Big Cat Rescue was recently contacted by the Sr. Program Officer of World Wildlife Fund’s Asian Species Conservation Program asking for assistance with a major initiative in tiger conservation. In mid-December, WWF will begin their 5 month program “Tiger Conservation in the Cambodian Eastern Plains.” This 4.5 million acre area of Cambodia, once termed “the Serengeti of Asia,” possesses a globally outstanding landscape for biodiversity and is one of the highest priority tiger conservation areas in the world. It provides a one-of-a-kind opportunity to save the tiger, along with a host of other species including the Asian elephant, Eld‟s deer, wild water buffalo, gaur, banteng, leopard and dhole. The first step of this project is to complete an occupancy survey of this vast, remote area.
Big Cat Rescue’s Asian leopards will play an important role in this plan. Over the next few weeks, dogs will be trained to recognize large carnivore scat (fecal material) by a team at the Univ. of Washington’s Center for Conservation Biology. Having tracked grizzlies and brown bears in Canada, these energetic detection dogs were originally rescued from shelters. They have undergone intensive training and now have rewarding careers in conservation research (more info: http://depts.washington.edu/conserv/conservation_canines_program.html)

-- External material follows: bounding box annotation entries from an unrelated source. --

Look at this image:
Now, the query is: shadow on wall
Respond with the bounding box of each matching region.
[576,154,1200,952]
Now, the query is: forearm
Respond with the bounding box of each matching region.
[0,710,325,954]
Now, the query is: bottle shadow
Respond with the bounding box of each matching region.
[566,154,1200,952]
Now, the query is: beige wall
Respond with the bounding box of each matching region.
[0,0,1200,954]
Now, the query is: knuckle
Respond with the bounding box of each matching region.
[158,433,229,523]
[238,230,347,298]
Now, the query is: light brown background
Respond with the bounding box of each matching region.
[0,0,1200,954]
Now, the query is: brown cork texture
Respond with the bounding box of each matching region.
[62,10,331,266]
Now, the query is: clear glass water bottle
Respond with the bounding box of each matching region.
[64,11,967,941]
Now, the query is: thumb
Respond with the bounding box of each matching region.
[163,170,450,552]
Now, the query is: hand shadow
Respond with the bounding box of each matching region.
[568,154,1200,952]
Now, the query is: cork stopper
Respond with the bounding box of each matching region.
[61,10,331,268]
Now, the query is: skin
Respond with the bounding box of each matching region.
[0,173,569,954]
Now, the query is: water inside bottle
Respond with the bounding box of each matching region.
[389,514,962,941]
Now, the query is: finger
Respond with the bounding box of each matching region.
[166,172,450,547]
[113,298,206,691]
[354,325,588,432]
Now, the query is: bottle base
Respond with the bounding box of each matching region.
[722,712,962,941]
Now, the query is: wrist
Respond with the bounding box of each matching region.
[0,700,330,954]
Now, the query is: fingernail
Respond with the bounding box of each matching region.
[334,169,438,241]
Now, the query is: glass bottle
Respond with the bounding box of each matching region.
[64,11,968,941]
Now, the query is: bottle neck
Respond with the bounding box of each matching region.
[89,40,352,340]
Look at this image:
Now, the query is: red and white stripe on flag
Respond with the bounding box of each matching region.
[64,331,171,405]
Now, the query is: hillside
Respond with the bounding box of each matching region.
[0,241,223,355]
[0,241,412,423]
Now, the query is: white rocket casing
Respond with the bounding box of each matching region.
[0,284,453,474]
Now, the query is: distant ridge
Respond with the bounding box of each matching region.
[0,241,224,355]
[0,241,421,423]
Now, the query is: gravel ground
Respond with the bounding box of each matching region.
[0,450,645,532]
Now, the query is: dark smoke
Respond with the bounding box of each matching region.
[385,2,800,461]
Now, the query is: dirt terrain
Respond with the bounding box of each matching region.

In order for these dogs to do an effective job in Cambodia, one of the first things they need is Asian leopard scat for training purposes. Senior Keepers Julie Hanan and Marie Schoubert volunteered to collect scat samples at Big Cat Rescue from Asian leopard participants for this program; Reno, Cheetaro, Jumanji, Sundari, Nyla, Simba, and Sabre. A week’s worth of scat samples were collected, bagged, identified and shipped on dry ice overnight to Washington where the two dogs being deployed to Cambodia await their training. Once the dogs arrive in Cambodia in December, they will be trained further on locally collected scats so they get used to the smell of natural scats from these species.
When asked why she volunteered for this project, Marie Schoubert explained that she often hears people frustrated saying that, the more they fight and try to help nature and the animals, the less difference they see. But her attitude is that we can never give up. Her passion for animal conservation is so strong that she helps any way she can, whether it be by volunteering countless hours at Big Cat Rescue, by using her voice (she is fluent in many different languages), by signing petitions, etc. When she heard about this project, she knew that this would be just one more way she, and the leopards of Big Cat Rescue, could help make a difference.
She and Julie Hanan both share Big Cat Rescue’s vision – a world where the animals we share it with are treated with respect and caring and where habitat is preserved to ensure the indefinite future survival of these wonderful gifts of nature. Though the Asian leopards at Big Cat Rescue are captive, the help they have provided through this program to their “cousins” in the wild may prove crucial to the preservation of big cats worldwide. This is just another example of Big Cat Rescue’s global impact by our volunteers who care and are committed so deeply to our mission.